Unlike Whole Foods, and then Stop and Shop and Hannaford, which stock exhaustive inventories of organic brands and conventional brands, respectively, Fresh Market has some of everything: a mix of products.
It has a bakery (with a healthy ingredient profile halfway between Stop and Shop’s and Whole Foods’) and a prepared foods section (about half the items are made in store). There’s a carefully tended produce department, with conventional, organic, and soon-to-arrive local fruits and vegetables and a large offering of bulk nuts, dried fruits, snacks, coffee beans, and lots of candies. It has a good selection of wines and beers and a large flower department. It has a nice frozen foods department, full of the market’s characteristic assortment of natural, TFM, and conventional, branded items. There’s a large cheese department; a dairy case with rBGH-free, regular milk products as well as the Horizon line of organic milks; factory-farmed and free-range eggs; and even Orbit chewing gum (handy) at the checkout counter (but no standard lineup of Snickers and Milky Ways).
The store encourages its employees to interact with customers and to offer samples, which is great. On one visit, David Hughes, produce manager, pulled out a fruit knife and cut me some pear and mango slices, and deli manager Andrea Bain served me a taste of some delicious, house-made rotisserie salmon in foil.
“The great thing about working here is the customer interaction,” said Bain, who used to work “across the street” at Shop and Shop. “We’re allowed to let people sample anything.”
Which is very nice.
But what I can’t understand — the issue I keep circling back to — is that Fresh Market doesn’t sell any meat that’s naturally raised. This is especially surprising since it sells so many organic products.
When I asked the corporate office about this, via e-mail, TFM meat and seafood merchandising vice president Ross Reynolds wrote that the store bases its meat and poultry selections on taste and customer preferences. He said that the Hingham store could sell a “no hormone, no antibiotic beef product” if he finds that customers will want it.
When I talked to Ben Adamo, the Hingham store’s meat manager, he said that there was a natural beef product that he could order but that it was cryovaced.
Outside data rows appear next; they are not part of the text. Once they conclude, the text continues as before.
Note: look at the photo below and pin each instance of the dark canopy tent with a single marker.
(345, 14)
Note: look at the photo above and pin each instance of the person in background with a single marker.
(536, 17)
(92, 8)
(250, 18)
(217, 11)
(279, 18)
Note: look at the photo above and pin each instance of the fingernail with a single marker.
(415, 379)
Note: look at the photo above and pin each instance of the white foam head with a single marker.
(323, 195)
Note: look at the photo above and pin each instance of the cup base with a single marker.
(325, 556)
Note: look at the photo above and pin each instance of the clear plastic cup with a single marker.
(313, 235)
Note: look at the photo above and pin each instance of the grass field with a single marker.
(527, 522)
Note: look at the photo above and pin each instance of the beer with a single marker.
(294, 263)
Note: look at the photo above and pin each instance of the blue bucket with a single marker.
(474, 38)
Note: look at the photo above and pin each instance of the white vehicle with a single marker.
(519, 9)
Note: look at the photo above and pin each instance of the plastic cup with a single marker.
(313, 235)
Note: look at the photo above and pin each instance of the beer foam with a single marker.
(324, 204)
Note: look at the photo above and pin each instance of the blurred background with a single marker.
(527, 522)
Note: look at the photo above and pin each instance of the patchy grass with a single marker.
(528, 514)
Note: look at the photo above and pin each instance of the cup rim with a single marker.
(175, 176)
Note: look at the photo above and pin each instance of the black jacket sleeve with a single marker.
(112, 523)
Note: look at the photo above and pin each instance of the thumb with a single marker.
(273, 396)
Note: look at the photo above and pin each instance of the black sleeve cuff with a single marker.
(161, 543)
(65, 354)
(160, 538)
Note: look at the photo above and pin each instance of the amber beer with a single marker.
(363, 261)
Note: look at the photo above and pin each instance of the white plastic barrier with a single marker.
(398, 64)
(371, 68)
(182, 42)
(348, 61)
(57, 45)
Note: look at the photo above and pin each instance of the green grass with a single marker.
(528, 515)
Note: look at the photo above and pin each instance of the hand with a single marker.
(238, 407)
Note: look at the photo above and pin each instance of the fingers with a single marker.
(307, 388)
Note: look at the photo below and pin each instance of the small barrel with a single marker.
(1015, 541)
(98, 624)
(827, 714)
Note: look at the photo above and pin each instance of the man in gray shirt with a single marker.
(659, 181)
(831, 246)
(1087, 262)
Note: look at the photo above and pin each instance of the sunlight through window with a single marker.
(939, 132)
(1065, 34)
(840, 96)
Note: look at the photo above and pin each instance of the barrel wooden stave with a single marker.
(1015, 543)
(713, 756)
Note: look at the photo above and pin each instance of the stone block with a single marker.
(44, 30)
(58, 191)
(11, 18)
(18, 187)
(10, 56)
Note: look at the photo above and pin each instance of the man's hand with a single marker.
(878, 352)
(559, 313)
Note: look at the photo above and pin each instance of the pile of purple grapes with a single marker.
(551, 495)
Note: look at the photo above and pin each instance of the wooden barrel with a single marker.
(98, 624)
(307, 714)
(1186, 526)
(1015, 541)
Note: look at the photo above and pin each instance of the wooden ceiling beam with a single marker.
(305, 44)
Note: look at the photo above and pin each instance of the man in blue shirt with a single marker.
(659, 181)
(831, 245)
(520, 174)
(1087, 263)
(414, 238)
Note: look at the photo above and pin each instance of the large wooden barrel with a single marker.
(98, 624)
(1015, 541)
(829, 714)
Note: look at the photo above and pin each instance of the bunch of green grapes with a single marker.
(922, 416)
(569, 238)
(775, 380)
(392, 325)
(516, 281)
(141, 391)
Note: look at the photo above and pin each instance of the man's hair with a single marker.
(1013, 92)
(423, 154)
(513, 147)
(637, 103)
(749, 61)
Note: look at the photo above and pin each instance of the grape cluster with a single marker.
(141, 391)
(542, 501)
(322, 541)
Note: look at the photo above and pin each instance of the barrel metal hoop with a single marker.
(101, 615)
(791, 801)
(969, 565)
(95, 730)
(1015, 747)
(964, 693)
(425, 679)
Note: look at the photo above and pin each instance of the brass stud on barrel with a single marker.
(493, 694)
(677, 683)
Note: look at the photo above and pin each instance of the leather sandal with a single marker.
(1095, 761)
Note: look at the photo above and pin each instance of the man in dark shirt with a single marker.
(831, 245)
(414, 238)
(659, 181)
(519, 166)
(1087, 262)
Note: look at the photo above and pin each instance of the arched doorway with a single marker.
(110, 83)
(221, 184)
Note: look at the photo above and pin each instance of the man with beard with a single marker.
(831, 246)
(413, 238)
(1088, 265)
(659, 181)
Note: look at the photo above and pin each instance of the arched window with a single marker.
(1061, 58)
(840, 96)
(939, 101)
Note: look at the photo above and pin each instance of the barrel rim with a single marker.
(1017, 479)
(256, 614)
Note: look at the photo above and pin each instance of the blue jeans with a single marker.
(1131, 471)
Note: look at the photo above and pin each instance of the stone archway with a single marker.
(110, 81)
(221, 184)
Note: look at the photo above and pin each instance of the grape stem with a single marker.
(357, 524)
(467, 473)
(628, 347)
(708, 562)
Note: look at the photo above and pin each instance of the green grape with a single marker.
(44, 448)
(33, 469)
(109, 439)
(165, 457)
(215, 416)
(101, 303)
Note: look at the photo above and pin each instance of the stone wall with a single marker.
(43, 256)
Oddly, although the store’s chicken is free-range and semi-naturally-raised (the birds are given antibiotics only when they’re chicks), this fact is not apparent through any signs or labels. I have to conclude that TFM is indifferent to the health issues associated with factory farms — enormous health issues that affect people, the environment, and animals.
To be fair, this is a complex and difficult issue for anybody to maneuver. My approach is to do the best I can to use my spending power to promote the humane treatment of animals, so I buy only naturally raised meats. I will, however, eat, with appreciation, anything I might be served by friends or in restaurants. (If this seems hypocritical, all I can say is that I believe every effort adds up and makes a difference and that I can’t totally deny myself what the world offers me.)
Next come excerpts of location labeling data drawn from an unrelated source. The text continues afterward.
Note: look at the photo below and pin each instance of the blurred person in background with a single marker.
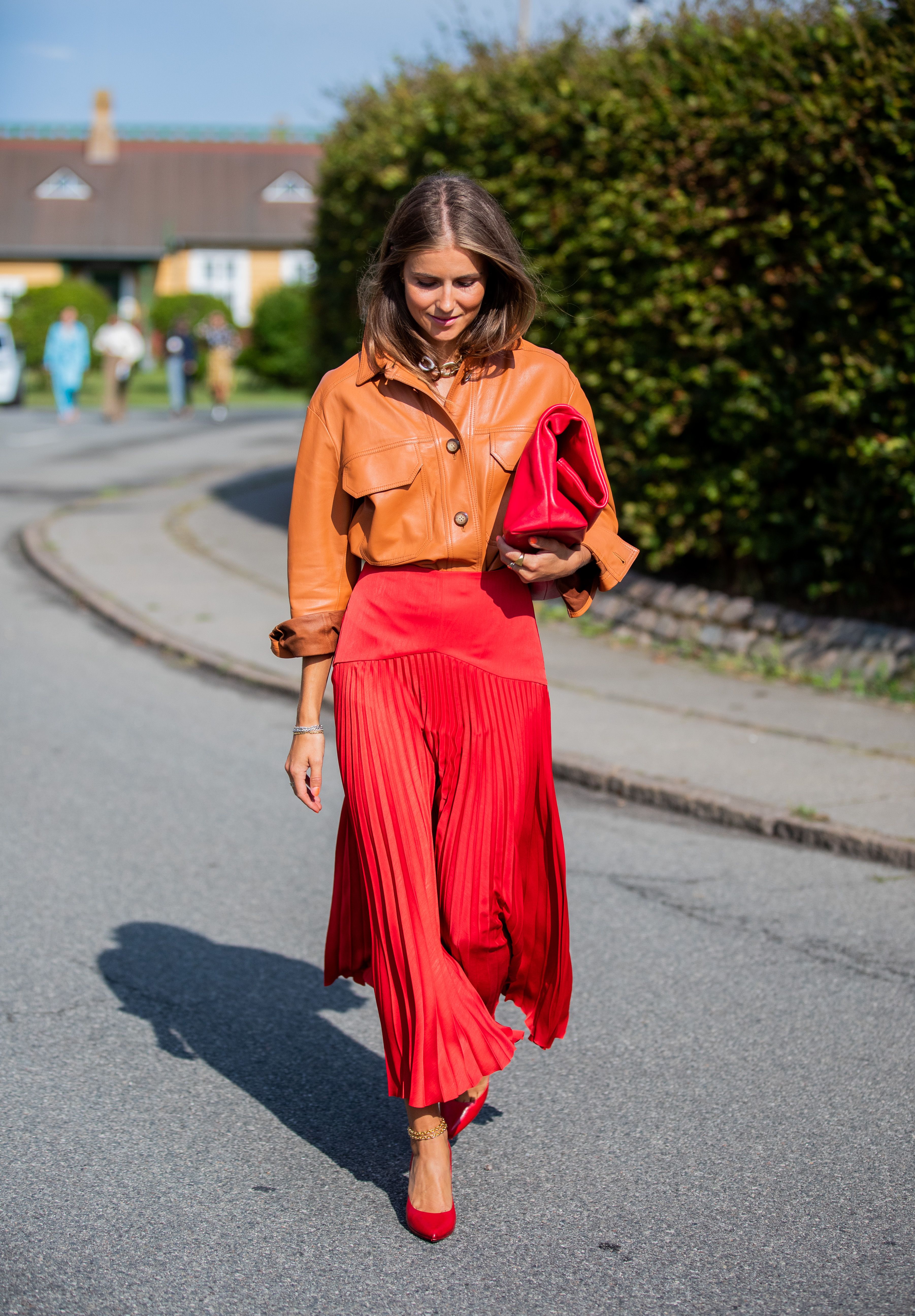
(181, 362)
(224, 344)
(122, 347)
(66, 361)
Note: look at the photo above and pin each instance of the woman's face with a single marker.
(444, 290)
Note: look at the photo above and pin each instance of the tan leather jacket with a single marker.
(389, 473)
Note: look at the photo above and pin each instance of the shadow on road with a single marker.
(265, 497)
(253, 1017)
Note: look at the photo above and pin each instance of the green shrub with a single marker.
(281, 349)
(37, 310)
(723, 215)
(193, 307)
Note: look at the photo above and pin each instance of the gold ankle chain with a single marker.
(442, 1127)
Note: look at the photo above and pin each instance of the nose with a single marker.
(447, 299)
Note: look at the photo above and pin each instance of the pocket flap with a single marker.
(508, 448)
(384, 469)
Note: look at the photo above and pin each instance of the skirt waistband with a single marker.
(481, 618)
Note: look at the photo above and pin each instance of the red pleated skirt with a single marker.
(449, 880)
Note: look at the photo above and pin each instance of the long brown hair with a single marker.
(447, 210)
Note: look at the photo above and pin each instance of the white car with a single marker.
(12, 382)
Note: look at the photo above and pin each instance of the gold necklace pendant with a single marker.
(430, 368)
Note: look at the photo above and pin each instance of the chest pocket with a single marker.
(393, 523)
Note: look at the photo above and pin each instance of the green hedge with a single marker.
(723, 216)
(37, 310)
(281, 338)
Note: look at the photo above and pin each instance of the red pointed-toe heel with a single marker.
(431, 1226)
(459, 1117)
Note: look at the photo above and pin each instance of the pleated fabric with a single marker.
(449, 882)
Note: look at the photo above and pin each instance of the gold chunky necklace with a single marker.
(430, 368)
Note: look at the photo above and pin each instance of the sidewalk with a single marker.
(199, 566)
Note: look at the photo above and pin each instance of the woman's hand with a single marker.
(552, 561)
(303, 765)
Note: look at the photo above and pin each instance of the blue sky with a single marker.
(235, 61)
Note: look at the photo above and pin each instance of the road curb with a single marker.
(41, 553)
(734, 813)
(656, 793)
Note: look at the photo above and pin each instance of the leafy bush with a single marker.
(37, 310)
(280, 349)
(723, 215)
(193, 307)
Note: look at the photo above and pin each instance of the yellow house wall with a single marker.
(265, 274)
(172, 276)
(37, 274)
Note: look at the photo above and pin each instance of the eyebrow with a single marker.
(426, 274)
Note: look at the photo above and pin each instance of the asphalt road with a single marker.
(193, 1123)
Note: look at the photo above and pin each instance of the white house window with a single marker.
(289, 188)
(64, 186)
(11, 286)
(223, 274)
(297, 268)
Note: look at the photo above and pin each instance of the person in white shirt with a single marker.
(122, 347)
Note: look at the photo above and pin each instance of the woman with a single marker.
(223, 343)
(449, 885)
(66, 361)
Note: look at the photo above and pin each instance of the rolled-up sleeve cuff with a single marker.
(611, 559)
(311, 636)
(613, 556)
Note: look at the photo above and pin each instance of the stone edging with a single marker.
(642, 609)
(731, 811)
(41, 553)
(658, 793)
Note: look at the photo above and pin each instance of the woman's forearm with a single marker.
(315, 672)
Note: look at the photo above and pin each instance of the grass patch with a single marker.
(767, 666)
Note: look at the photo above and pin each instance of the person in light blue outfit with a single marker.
(66, 361)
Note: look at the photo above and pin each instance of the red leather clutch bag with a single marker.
(560, 483)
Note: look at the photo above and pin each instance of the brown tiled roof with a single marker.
(156, 198)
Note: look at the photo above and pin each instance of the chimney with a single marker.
(102, 147)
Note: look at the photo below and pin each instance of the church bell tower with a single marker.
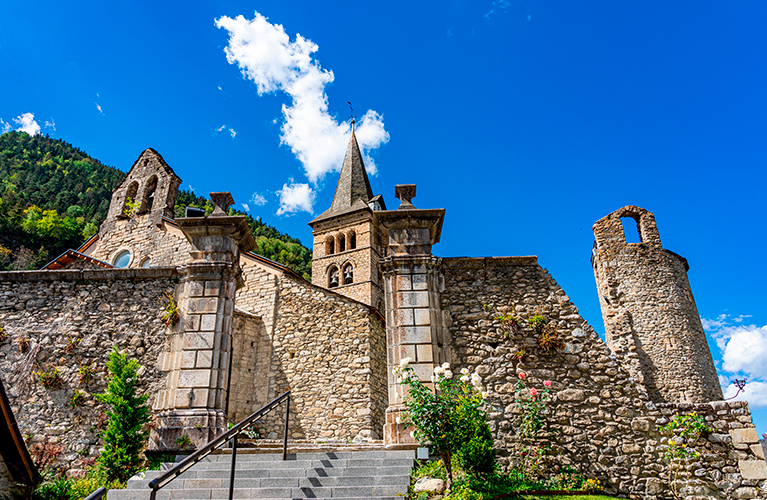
(347, 241)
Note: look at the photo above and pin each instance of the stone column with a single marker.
(415, 326)
(193, 403)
I offset the problem, and the higher cost of naturally raised meats, by eating less of them. I eat a majority of non-flesh meals and get protein from other sources, including beans, eggs, nuts, nut butters, and soy products — items TFM carries.
Bottom-line: Fresh Market is a pleasant store to shop with much of what I regularly buy, but I’ll have to go elsewhere for meats. Still, there’s hope: TFM is a small enough chain to be relatively responsive, so shoppers can use their dollars, voices, and the town’s competitive market scene to influence its buyers to stock what they want.